While this study only considers 100% renewable scenarios, defined by a load cover factor of unity (LCF = 1), it is important to note that the required energy storage capacity increases non-linearly toward a 100% renewable target. To demonstrate this, regional curves of the total storage capacity as a function of the load cover factor [Eq. (1)] are shown in Fig. 13. Moreover, the regional cost-optimal renewable mixes are considered in these curves to demonstrate the significant increase in capacity requirements despite the optimal diversity in generation mix. As indicated in Fig. 13, the load cover factor ranges from 0.48 to 0.642, depending on the region, without any storage capacity. Meaning, 48%–64.2% of supply and natural demand overlap is achieved by leveraging the optimal mix of renewable profiles. Moreover, relatively little storage is needed to achieve an LCF of 75%–90%. However, a substantial increase in storage capacity is needed for the remaining ∼10%–25% of load coverage, with a difference that spans at least one order of magnitude as shown by Fig. 13.
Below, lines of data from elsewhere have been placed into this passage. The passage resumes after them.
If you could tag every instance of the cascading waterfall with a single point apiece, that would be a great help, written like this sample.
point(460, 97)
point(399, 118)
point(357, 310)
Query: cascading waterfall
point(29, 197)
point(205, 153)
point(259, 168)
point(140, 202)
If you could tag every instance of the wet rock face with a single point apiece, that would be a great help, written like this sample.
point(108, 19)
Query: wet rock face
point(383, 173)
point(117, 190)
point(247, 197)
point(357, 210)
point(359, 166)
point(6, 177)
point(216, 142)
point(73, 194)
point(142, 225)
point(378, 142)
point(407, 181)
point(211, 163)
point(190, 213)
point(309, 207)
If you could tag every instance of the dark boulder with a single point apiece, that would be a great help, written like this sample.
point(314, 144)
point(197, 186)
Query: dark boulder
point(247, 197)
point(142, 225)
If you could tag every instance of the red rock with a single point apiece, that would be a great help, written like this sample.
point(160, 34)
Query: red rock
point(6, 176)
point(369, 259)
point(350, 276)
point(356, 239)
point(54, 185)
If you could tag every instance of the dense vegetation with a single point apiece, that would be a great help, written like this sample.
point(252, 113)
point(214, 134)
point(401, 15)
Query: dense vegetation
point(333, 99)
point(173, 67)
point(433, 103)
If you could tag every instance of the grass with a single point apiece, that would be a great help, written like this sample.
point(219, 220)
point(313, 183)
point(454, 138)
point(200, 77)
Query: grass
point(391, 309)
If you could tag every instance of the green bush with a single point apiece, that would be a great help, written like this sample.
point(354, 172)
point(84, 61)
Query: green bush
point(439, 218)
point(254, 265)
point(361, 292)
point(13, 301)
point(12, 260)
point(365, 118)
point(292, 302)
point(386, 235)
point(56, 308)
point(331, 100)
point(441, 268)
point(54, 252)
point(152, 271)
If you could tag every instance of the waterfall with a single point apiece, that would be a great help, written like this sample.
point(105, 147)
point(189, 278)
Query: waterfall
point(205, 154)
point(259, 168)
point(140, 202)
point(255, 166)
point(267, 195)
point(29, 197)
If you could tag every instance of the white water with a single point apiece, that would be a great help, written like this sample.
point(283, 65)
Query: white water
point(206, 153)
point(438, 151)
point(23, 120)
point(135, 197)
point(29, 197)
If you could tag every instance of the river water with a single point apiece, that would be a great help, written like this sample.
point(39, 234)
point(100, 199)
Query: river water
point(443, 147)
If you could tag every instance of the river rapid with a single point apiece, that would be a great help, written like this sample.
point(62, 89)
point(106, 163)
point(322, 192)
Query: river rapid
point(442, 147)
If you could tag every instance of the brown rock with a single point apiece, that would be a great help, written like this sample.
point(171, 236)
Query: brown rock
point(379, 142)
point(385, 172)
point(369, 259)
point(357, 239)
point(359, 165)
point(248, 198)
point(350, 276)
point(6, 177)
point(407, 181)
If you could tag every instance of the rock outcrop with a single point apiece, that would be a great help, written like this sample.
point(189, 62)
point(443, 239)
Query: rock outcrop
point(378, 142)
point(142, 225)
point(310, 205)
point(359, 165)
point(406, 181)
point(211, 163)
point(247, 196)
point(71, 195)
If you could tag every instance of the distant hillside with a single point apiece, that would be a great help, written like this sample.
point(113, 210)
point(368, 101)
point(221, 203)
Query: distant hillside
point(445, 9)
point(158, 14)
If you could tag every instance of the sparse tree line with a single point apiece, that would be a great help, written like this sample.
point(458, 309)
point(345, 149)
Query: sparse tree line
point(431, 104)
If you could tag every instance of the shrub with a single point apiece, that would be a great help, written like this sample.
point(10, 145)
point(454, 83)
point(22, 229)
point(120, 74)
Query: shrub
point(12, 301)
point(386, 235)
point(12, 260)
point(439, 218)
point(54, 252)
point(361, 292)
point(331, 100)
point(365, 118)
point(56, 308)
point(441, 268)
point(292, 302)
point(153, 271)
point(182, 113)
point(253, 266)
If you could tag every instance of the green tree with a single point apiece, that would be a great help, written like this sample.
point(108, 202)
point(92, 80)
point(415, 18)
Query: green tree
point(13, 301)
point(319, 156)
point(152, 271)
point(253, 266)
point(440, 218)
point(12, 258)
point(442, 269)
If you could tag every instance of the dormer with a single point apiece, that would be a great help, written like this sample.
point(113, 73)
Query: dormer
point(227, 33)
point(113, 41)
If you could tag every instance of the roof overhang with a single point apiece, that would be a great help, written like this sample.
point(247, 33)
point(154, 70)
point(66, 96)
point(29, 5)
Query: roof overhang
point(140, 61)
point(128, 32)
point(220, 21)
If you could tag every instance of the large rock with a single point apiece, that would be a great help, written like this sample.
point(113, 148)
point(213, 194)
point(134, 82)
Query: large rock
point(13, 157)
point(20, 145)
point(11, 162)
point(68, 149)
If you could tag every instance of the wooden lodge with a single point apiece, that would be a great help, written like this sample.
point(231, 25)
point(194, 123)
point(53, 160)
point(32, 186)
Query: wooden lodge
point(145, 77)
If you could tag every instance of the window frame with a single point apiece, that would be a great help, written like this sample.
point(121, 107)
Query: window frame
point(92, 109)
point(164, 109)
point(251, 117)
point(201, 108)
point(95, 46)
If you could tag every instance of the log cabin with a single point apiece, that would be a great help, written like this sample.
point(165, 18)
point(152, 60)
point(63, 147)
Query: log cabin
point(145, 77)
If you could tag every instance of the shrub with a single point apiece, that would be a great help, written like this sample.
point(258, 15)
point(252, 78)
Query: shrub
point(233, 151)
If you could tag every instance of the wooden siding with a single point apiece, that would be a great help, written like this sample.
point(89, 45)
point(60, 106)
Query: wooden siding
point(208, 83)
Total energy storage requirements (long-duration + diurnal), at PF =1, as a function of LCF.
Total energy storage requirements (long-duration + diurnal), at PF =1, as a function of LCF.
At LCF = 100%, over 92% of the total storage capacity is associated with long-duration storage that mitigates seasonal misalignments in supply and demand. In Sec. III B, the optimal mix of renewable resources is used in conjunction with optimal production factors (extent of overgeneration) and energy efficiency penetrations to arrive at regional minimum total investment cost solutions. It will be demonstrated that the resulting cost-optimal solutions lead to further reductions in long-duration storage capacities.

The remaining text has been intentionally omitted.